The bowlers are gyrating, swaying, clapping and, almost coincidentally, also throwing the ball and hitting the pins, in a blacklit, festive, glow-in-the-dark atmosphere.


It's called "laser bowling" and it's loud, fluorescent and gaining popularity.

"Basically it's a show. It's like a nightclub with bowling," Long Meadow Bowl General Manager Chris Nauman said.

The concept of laser bowling started in Los Angeles, Calif., about two years ago and has spread east, Nauman said.

"I think it's a great idea. I think it adds a new dimension to bowling," patron Chris Russ, 35, of Hagerstown, said. "It gives (young people) a chance to come out and bowl and dance at the same time."

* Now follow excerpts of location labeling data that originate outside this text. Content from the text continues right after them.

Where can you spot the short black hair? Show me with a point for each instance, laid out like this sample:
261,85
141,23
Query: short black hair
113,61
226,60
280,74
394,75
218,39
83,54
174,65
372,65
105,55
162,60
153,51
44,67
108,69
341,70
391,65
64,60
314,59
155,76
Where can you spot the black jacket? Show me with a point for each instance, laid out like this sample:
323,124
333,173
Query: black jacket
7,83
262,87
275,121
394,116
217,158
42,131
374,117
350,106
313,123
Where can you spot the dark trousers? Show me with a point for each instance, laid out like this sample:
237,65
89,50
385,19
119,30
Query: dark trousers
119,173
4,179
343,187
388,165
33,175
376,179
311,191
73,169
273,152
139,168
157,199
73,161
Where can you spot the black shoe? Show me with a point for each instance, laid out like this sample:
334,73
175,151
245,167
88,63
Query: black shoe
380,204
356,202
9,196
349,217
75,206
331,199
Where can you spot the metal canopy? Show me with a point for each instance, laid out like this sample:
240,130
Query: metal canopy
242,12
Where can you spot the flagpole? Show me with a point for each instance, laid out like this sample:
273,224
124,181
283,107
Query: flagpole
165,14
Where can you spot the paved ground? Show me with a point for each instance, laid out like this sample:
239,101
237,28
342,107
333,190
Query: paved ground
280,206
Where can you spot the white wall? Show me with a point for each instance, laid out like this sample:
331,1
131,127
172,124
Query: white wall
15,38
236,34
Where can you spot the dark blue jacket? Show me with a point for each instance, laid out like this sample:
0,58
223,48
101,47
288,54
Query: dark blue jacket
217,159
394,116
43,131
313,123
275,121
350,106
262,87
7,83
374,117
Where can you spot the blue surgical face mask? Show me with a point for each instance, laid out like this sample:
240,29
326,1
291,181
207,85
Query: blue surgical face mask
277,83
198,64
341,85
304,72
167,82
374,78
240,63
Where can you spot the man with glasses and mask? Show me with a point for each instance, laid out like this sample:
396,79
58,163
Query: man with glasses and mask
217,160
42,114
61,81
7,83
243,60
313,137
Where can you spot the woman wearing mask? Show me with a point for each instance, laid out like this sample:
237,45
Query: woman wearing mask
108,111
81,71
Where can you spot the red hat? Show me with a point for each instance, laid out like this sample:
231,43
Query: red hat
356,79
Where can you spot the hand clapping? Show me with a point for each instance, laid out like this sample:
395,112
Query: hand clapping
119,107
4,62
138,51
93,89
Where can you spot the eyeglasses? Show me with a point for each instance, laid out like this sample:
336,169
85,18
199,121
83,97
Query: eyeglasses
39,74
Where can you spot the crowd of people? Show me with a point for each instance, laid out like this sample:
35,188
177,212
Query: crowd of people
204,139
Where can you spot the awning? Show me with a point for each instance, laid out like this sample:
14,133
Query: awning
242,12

"It makes it like more fun. Regular bowling you go and it's boring," said Kristi McNew, 21, of Chambersburg.

The phenomenon takes a whole new approach to an old sport, encouraging distractions rather than trying to limit them.

"I like it very much. I'm not a real good bowler so it doesn't matter," Shirley Mentzer, 36, of Hagerstown, said.

More than 200 black lights were installed in the bowling alley, and a disc jockey was hired to spin tunes for laser bowling, which began at Long Meadow Bowl Dec. 27, Nauman said.

The special effects, which bowling alley owner Frank Turner said he invested more than $40,000 in, seem to be paying off.

"We've been sold out every single night we've been open," Nauman said. "We're starting to see a lot of new faces."

Long Meadow Bowl offers laser bowling every Friday and Saturday night, from 11 p.m. to 2 a.m., he said. All of the alley's 33 lanes often are reserved by 10:30 p.m.

Patrons pay an $8 admission fee, which covers all their bowling, plus $1.25 if they need to rent bowling shoes, Nauman said.

Laser bowling has attracted teenagers and adults in their 20s and 30s, helping to introduce a whole new generation to bowling, he said.

"It's something to do," said Brian Newcomer, 21. "I'm from Chambersburg (Pa.) and there's really not much to do up there. And the bars up there are scary. So it's nice to come down here and bowl and be able to drink."

"We've had nothing but praise from the parents. I like it because it's clean fun. We have security there. We've never had a fight or anyone disorderly," said Turner who has been in the bowling business since 1952 and was a duck pin pro bowler.

Security staff are highly visible, wearing headphones and monitoring the flow of people through the doors.

"They need to start this at all the bowling alleys up here. This is great," said Katie Cost, of Hagerstown.

"I like how the lights are," said her 12-year-old daughter, Toni Olszewski, between dances.

"It's fun. They play good music," Zack Stull, 10, of St. Thomas, Pa., observed.

Even the corporate world has not been spared from laser bowling.

A few weeks ago First Data Merchant Services rented the alley between 9:30 p.m. and midnight for about 250 of its employees to try laser bowling, Nauman said.

"It was really a lot of fun," First Data employee and event organizer Debbie Swaim said.

Laser bowling also attracts spectators.

"I just came to see the spectacle," Lawrence Angle, 27, of Hagerstown, said on a recent Friday night. "I think it's hilarious."

Turner has plans to expand laser bowling to other nights, with themes such as music of the 1950s and 1960s and country music, he said.

A laser bowling league also is forming, Nauman said.

Pikeside Bowl in Martinsburg, W.Va., which Turner also owns, will begin offering laser bowling March 26.